I consult, write, and speak on running better technology businesses (tech firms and IT captives) and the things that make it possible: good governance behaviors (activist investing in IT), what matters most (results, not effort), how we organize (restructure from the technologically abstract to the business concrete), how we execute and manage (replacing industrial with professional), how we plan (debunking the myth of control), and how we pay the bills (capital-intensive financing and budgeting in an agile world). I am increasingly interested in robustness over optimization.

I work for ThoughtWorks, the global leader in software delivery and consulting.

Sunday, September 30, 2012

The Quality Call Option

On time. On scope. On budget. The holy grail of industrial, cost-center IT. Plan your work and work your plan. Be predictable.
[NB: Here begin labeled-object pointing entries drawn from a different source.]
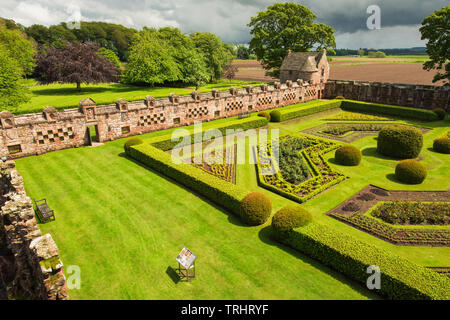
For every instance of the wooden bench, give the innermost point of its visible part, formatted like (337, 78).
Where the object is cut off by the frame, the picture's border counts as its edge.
(43, 211)
(244, 115)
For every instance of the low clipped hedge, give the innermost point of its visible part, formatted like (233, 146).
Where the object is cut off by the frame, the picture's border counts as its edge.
(275, 116)
(288, 218)
(165, 143)
(264, 114)
(348, 155)
(256, 208)
(403, 112)
(401, 142)
(131, 142)
(440, 113)
(410, 171)
(400, 278)
(302, 111)
(215, 189)
(442, 145)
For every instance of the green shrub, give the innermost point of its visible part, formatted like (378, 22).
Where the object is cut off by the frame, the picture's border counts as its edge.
(275, 116)
(410, 171)
(440, 113)
(289, 218)
(166, 143)
(131, 142)
(403, 112)
(264, 115)
(348, 155)
(442, 145)
(296, 112)
(400, 278)
(401, 142)
(256, 208)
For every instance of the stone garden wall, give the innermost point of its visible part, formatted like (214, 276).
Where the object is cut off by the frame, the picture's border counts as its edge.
(407, 95)
(51, 130)
(30, 267)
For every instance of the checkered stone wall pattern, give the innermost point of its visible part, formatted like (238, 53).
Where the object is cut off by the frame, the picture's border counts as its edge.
(152, 119)
(197, 112)
(51, 136)
(234, 105)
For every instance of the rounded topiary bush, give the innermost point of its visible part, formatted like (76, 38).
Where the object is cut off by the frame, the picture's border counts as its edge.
(290, 217)
(275, 116)
(264, 115)
(440, 113)
(256, 208)
(131, 142)
(348, 155)
(401, 142)
(411, 171)
(442, 145)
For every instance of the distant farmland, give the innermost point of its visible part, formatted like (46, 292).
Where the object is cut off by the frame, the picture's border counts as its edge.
(398, 69)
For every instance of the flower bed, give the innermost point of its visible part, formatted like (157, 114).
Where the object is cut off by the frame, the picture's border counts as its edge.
(356, 116)
(322, 176)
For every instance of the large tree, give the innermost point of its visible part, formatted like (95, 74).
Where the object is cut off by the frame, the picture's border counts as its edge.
(12, 91)
(19, 48)
(74, 63)
(151, 60)
(216, 53)
(283, 27)
(436, 29)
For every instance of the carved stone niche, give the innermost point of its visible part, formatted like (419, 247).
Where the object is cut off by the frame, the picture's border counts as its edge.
(150, 101)
(122, 105)
(264, 87)
(7, 119)
(174, 98)
(215, 93)
(88, 108)
(195, 95)
(50, 114)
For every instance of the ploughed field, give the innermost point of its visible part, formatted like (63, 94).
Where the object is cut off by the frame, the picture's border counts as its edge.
(124, 223)
(407, 70)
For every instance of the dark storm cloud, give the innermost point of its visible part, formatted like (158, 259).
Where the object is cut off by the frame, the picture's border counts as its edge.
(229, 18)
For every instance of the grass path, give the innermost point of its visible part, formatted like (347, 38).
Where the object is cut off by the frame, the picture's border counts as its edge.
(124, 225)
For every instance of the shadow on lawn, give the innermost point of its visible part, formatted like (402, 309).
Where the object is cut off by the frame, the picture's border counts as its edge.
(265, 236)
(231, 218)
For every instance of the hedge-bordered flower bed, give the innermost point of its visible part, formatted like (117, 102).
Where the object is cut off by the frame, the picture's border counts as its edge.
(402, 112)
(400, 278)
(323, 176)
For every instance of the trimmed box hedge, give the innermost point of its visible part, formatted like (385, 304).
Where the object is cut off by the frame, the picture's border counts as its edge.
(400, 278)
(165, 142)
(215, 189)
(403, 112)
(303, 111)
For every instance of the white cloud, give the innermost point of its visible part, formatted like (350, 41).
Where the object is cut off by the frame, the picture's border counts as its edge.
(388, 37)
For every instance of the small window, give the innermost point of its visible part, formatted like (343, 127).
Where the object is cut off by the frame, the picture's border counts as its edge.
(125, 130)
(14, 149)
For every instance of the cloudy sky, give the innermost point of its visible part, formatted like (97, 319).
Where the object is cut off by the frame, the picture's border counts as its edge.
(400, 19)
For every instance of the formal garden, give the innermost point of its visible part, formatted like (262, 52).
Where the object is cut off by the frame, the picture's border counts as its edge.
(304, 232)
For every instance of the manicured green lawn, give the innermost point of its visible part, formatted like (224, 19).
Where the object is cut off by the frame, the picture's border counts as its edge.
(64, 96)
(124, 224)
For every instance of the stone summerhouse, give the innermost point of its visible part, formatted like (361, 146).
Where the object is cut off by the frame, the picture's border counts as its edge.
(307, 66)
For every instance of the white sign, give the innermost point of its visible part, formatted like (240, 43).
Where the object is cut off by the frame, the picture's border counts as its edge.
(186, 258)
As a set of goals for software development, this troika is incomplete because it neglects quality. That is a costly omission. Poor quality will ultimately steamroll the other three project variables: we'll be late, we'll remove features, and we'll spend a lot more money than we want to when we are forced to chase quality. We assume quality at our own risk.

Why do so many otherwise smart people take quality for granted? Mainly because they can't see how easily quality is compromised in development. It's easy to assume that requirements and specifications are sufficiently thorough, the developer just needs to work to the spec. It's easy to assume that we're hiring competent developers who write high quality code, and most buyers don't know what to look for or how to look for technical quality. It's easy to assume our Quality Assurance phase will guarantee solution quality by inspecting it in, instead of agonizing over how to build it in through every action we take in development.

And we tend not to realize that quality is in the eye of the beholder. When we have long feedback cycles - when it could be days, weeks or even months before one person's work is validated by another - the person responsible for creation is de facto the person responsible for validation. When "on time / on budget / on scope" is the order of the day, nobody is going to cast a critical eye over their own work.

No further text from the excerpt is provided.